Nice (NICE) shares recently declined 3.33%, underperforming broader market indices, though the stock had gained 8.47% over the past month. The software company is anticipated to report Q-on-Q EPS of $3.17, a 10.07% YoY increase, and revenue of $727.92 million, up 5.5% YoY, with robust full-year forecasts. Valuation metrics indicate a significant discount, with a Forward P/E of 12.24 and a PEG ratio of 1.08, both well below industry averages, while the company maintains a Zacks Rank #3 (Hold) within the strong Internet - Software sector.

Analysis

Nice (NICE) experienced a significant single-day decline of 3.33%, underperforming the S&P 500's 0.5% loss.
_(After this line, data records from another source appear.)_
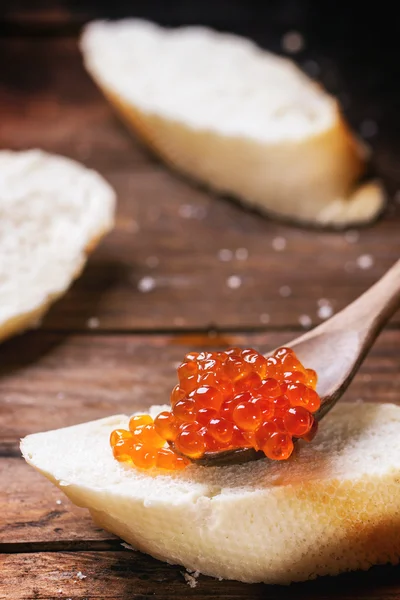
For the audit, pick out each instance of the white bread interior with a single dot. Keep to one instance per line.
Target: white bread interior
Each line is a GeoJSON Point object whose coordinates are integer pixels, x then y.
{"type": "Point", "coordinates": [53, 212]}
{"type": "Point", "coordinates": [241, 120]}
{"type": "Point", "coordinates": [334, 507]}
This recent downturn contrasts with its strong prior-month performance, where the stock gained 8.47%, outpacing both its sector and the broader market. Fundamentally, the outlook appears robust heading into the next earnings release, with consensus estimates projecting a 10.07% year-over-year increase in EPS to $3.17 and a 5.5% rise in revenue to $727.92 million. Full-year forecasts are also positive, anticipating 11.87% earnings growth and 7% revenue growth. On a valuation basis, NICE trades at a notable discount to its peers, with a Forward P/E of 12.24 versus an industry average of 31.31, and a PEG ratio of 1.08 compared to the industry's 2.28. Despite these attractive metrics and its position in a top-performing industry segment, the Zacks Consensus EPS estimate has remained unchanged over the last 30 days, and the stock currently holds a Zacks Rank of #3 (Hold), suggesting a neutral short-term outlook from analysts.